Ceritanya mulai panas nih, happy reading.
"Kau tidak dengar? Aku bilang lepaskan pakaianmu, sampah!" bentak Viana murka.
Hart melihat Ali dengan tatapan meminta pertolongan. Jiwanya terguncang hebat, ia benar-benar tidak menyangka jika penghinaan itu akan terjadi padanya.
Ini sangat berbeda dengan apa yang disampaikan Ali, berbeda dengan apa yang tertulis dalam berkas yang pernah ia baca. Budak, kata itu tidak tertulis di sana dan tak pernah juga disinggung oleh Ali sebelumnya.
"Apa arti semua ini?" Pertanyaan itu terus terlintas di benak Hart.

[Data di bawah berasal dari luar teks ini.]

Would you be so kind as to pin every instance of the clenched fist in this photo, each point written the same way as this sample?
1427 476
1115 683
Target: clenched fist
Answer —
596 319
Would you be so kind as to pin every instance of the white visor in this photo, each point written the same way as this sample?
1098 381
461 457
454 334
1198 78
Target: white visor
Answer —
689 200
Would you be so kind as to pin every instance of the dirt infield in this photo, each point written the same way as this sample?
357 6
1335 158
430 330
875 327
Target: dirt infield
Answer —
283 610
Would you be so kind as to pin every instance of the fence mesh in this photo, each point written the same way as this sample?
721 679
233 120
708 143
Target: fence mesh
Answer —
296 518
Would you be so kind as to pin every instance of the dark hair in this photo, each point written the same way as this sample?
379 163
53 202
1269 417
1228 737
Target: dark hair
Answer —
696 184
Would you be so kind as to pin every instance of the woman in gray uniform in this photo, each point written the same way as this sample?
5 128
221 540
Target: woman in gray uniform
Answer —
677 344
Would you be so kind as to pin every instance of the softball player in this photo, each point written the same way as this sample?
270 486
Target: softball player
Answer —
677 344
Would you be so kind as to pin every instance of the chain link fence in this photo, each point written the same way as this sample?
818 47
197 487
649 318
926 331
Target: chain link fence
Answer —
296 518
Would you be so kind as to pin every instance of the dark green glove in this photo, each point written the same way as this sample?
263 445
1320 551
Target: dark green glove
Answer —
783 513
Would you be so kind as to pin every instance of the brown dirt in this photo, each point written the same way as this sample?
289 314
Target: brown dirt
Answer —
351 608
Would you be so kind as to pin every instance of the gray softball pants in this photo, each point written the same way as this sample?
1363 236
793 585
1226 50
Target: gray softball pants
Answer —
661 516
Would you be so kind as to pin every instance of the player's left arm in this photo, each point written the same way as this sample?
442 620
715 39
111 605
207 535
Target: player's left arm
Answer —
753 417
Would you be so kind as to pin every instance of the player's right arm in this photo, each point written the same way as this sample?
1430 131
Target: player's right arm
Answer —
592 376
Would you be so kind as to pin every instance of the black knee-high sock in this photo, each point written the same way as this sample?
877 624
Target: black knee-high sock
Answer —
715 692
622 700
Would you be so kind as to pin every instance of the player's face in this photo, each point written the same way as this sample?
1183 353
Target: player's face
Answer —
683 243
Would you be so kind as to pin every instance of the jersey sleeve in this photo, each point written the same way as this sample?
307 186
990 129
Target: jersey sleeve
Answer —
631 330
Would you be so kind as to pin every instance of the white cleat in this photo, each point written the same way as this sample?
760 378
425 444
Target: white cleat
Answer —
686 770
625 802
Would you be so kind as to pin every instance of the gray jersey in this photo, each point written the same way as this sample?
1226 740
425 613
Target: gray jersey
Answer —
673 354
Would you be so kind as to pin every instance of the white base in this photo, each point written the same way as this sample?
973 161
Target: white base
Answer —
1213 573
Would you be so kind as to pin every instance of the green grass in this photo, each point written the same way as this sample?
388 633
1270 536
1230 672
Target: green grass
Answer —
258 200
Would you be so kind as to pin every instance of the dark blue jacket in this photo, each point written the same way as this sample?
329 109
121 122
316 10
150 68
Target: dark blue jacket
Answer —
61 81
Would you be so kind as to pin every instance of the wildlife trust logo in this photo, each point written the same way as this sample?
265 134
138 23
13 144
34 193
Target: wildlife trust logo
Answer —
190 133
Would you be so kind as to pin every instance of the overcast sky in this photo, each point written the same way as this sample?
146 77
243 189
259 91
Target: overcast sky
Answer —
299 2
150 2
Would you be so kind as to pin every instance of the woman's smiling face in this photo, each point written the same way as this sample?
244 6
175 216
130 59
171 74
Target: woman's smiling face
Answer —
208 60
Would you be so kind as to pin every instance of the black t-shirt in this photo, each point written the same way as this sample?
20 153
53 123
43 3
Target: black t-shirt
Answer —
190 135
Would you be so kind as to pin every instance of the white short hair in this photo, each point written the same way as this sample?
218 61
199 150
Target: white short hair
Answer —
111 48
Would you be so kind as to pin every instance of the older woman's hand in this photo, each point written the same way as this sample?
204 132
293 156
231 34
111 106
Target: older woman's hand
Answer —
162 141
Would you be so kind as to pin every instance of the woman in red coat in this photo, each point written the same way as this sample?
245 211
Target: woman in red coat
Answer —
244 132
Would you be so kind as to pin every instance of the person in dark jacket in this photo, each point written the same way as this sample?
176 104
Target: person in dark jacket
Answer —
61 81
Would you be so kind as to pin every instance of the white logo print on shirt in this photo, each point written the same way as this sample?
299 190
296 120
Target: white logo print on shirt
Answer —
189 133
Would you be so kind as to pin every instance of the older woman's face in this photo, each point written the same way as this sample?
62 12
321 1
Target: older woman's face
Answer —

"Hei manusia rendahan! kenapa kau diam saja," geram Viana dengan mata melotot.
Sekali lagi, Hart menatap Ali. Pemuda itu seharusnya bisa melawan, berontak dan pergi. Namun, entah kenapa ia tak bisa bergerak, seakan kakinya dirantai, mulutnya dibungkam. Semua karena tekanan seorang Veronica Erviana yang tiba-tiba, auranya yang benar-benar mencekam. Namun, Hart tidak merasa takut, ia hanya bingung.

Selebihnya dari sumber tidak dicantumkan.